La scenografia essenziale è composta di masse geometriche scure a delimitare lo spazio centrale fiocamente  illuminato, in cui si svolge in prevalenza l’azione scenica: sul fondo un grande schermo luminoso che mostra di volta in volta  immagini silvestri d’acqua e di piante, per terra un tappeto verde, su cui appaiono a tratti fitti cespugli di giunchi.

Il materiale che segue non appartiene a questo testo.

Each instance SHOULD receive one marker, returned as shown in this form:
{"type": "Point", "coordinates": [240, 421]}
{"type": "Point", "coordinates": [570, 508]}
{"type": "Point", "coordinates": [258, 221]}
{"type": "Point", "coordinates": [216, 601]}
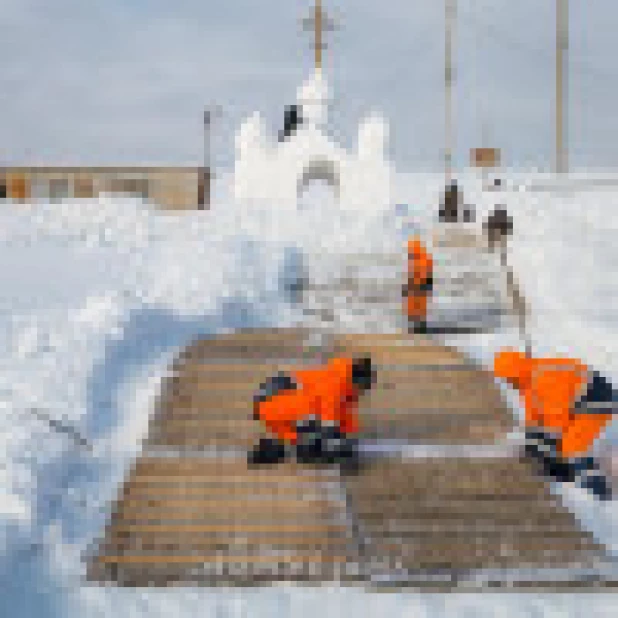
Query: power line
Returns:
{"type": "Point", "coordinates": [506, 40]}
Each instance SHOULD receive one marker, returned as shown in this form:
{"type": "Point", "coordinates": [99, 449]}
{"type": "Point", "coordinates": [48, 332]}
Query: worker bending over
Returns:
{"type": "Point", "coordinates": [567, 406]}
{"type": "Point", "coordinates": [314, 411]}
{"type": "Point", "coordinates": [419, 286]}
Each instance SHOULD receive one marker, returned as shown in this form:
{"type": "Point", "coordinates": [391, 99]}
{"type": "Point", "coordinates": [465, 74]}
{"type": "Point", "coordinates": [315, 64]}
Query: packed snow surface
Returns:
{"type": "Point", "coordinates": [98, 297]}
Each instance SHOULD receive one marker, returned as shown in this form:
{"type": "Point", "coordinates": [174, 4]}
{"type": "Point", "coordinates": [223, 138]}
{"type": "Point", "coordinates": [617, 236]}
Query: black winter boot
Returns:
{"type": "Point", "coordinates": [268, 451]}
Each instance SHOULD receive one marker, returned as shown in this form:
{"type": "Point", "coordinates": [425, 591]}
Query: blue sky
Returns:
{"type": "Point", "coordinates": [126, 81]}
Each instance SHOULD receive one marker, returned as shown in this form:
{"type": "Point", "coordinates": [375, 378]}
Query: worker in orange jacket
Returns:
{"type": "Point", "coordinates": [567, 406]}
{"type": "Point", "coordinates": [314, 411]}
{"type": "Point", "coordinates": [419, 286]}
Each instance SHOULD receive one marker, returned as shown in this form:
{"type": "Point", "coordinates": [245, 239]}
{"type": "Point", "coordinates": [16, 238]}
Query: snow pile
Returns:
{"type": "Point", "coordinates": [99, 296]}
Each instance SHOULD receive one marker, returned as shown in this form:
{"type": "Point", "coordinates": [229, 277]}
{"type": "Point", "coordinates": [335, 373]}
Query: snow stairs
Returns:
{"type": "Point", "coordinates": [363, 291]}
{"type": "Point", "coordinates": [193, 513]}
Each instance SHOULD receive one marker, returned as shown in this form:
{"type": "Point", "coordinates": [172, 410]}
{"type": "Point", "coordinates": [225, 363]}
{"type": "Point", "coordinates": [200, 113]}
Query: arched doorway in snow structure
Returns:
{"type": "Point", "coordinates": [320, 170]}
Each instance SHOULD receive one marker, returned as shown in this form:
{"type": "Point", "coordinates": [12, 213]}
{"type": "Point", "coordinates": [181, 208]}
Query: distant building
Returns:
{"type": "Point", "coordinates": [174, 188]}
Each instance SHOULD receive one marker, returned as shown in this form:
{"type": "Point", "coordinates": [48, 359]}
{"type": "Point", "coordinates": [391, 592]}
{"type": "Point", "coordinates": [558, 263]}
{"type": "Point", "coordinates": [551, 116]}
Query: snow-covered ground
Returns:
{"type": "Point", "coordinates": [98, 297]}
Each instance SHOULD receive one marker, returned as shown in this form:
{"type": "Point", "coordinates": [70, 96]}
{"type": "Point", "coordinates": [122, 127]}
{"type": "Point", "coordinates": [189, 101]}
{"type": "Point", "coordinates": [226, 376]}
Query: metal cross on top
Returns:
{"type": "Point", "coordinates": [320, 23]}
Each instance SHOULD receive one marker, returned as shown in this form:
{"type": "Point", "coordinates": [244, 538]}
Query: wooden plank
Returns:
{"type": "Point", "coordinates": [221, 559]}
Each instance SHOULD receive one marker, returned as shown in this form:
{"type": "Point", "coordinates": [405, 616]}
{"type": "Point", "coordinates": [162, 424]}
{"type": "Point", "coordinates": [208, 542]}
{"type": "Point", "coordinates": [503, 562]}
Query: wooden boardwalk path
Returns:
{"type": "Point", "coordinates": [192, 513]}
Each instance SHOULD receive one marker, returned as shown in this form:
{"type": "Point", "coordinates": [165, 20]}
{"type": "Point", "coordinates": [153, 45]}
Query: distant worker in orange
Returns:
{"type": "Point", "coordinates": [417, 290]}
{"type": "Point", "coordinates": [567, 406]}
{"type": "Point", "coordinates": [314, 411]}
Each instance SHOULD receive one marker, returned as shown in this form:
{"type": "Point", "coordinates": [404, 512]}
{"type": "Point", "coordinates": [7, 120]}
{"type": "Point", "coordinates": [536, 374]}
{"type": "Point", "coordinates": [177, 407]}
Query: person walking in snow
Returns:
{"type": "Point", "coordinates": [453, 209]}
{"type": "Point", "coordinates": [567, 406]}
{"type": "Point", "coordinates": [419, 285]}
{"type": "Point", "coordinates": [313, 411]}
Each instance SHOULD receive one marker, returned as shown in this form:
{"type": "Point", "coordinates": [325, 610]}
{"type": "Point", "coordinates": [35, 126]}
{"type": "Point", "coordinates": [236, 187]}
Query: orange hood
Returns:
{"type": "Point", "coordinates": [513, 366]}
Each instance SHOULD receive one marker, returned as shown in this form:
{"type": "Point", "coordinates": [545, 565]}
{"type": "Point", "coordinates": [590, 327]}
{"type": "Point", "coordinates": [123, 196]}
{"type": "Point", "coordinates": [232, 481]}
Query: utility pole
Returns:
{"type": "Point", "coordinates": [448, 86]}
{"type": "Point", "coordinates": [561, 162]}
{"type": "Point", "coordinates": [204, 192]}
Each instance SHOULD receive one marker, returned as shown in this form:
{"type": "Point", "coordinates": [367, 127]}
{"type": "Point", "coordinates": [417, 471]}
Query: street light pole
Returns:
{"type": "Point", "coordinates": [210, 113]}
{"type": "Point", "coordinates": [562, 42]}
{"type": "Point", "coordinates": [450, 8]}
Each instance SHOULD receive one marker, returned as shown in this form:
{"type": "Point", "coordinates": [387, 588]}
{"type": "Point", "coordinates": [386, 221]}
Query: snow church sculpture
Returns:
{"type": "Point", "coordinates": [282, 171]}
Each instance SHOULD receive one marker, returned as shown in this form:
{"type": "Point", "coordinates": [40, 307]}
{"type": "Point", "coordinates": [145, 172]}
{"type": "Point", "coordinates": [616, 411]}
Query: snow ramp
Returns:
{"type": "Point", "coordinates": [441, 503]}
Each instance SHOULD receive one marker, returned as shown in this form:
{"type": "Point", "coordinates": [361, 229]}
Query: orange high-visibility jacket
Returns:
{"type": "Point", "coordinates": [420, 271]}
{"type": "Point", "coordinates": [549, 388]}
{"type": "Point", "coordinates": [326, 392]}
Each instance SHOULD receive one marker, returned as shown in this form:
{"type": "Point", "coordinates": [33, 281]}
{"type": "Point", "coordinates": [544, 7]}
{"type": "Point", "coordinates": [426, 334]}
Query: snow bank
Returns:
{"type": "Point", "coordinates": [99, 296]}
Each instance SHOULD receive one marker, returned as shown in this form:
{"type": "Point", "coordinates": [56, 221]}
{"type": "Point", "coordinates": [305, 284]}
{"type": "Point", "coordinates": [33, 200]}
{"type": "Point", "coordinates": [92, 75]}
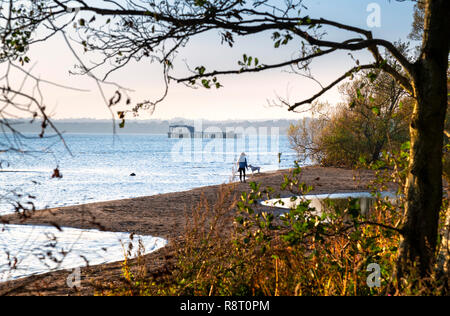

Il panismo domina  in questa mise-en-scène, nella quale i personaggi risultano come sottoposti ad un processo di arborizzazione, testimoniato in modo più o meno evidente dal loro abbigliamento e soprattutto dalle loro movenze, che spesso imitano quelle di piante che giocano mollemente con il vento, ma talora si alterano convulsamente, in una suggestiva continua azione coreografica che si intona con i vari momenti di questo masque, tratto dalle Metamorfosi di Ovidio.
Grande rilievo nella partitura viene assegnato al coro, baroccamente lussureggiante di linee polifoniche e colorature: i giovani solisti dell’Académie européenne de musique legata al Festival d’Aix-en-Provence – Magali Arnault Stanczak, Christopher Lowrey, Zachary Wilder, Rupert Charlesworth, Grigory Soloviov –  si dimostrano davvero all’altezza sia nella tecnica che nell’espressione. Analogamente rigorosa e convincente l’interpretazione dei ruoli dell’opera: da quello dei due protagonisti, nei cui panni Julie Fuchs e Julien Behr sanno esprimere la tenerezza e la passione, la  gioia e la mestizia che segnano le loro contrastate vicende amorose (si può senz’altro perdonare al soprano qualche piccola incertezza nell’intonazione, che non pregiudica la sua complessivamente buona prestazione); al Damon di Rupert Charlesworth, che con pregevole timbro trova i giusti accenti per rendere la pacata saggezza delle sue ammonizioni, agile o meditativo quando occorre; al Polifemo di  Joseph Barron, terrifico nelle colorature e nelle progressioni che agitano le sue minacciose profferte d’amore; al Coridon, che Zachary Wilder interpreta con adeguata languida passione.
Autorevole e precisa la direzione del direttore argentino Leonardo García Alarcón che – avvalendosi di un ensemble di eccellenza –  assicura una perfetta corrispondenza tra ciò che giunge dall’orchestra e quello che si vede sulla scena, dando vita ad uno spettacolo agile e serrato, senza tuttavia perdere il lirismo e la sottile sensualità che pervade la partitura händeliana, né tantomeno la bellezza del suono. Tra i momenti più significativi sotto il profilo visivo e interpretativo, il duetto dei due protagonisti che giocano tra i giunchi, «Happy we», seguito dal coro, sempre più concitato, «Wretched lovers», dopodiché compare Polifemo che sembra un Papageno dark (costume in pelle nera e nero mantello vagamente piumato); oltre al finale, quando dalle dita delle mani di Acis, ormai ruscello,  zampilla dell’acqua con cui Galatea si disseta, lasciandosi poi voluttuosamente intridere. Al termine, tutti gli interpreti sono stati salutati con prolungati, scroscianti applausi.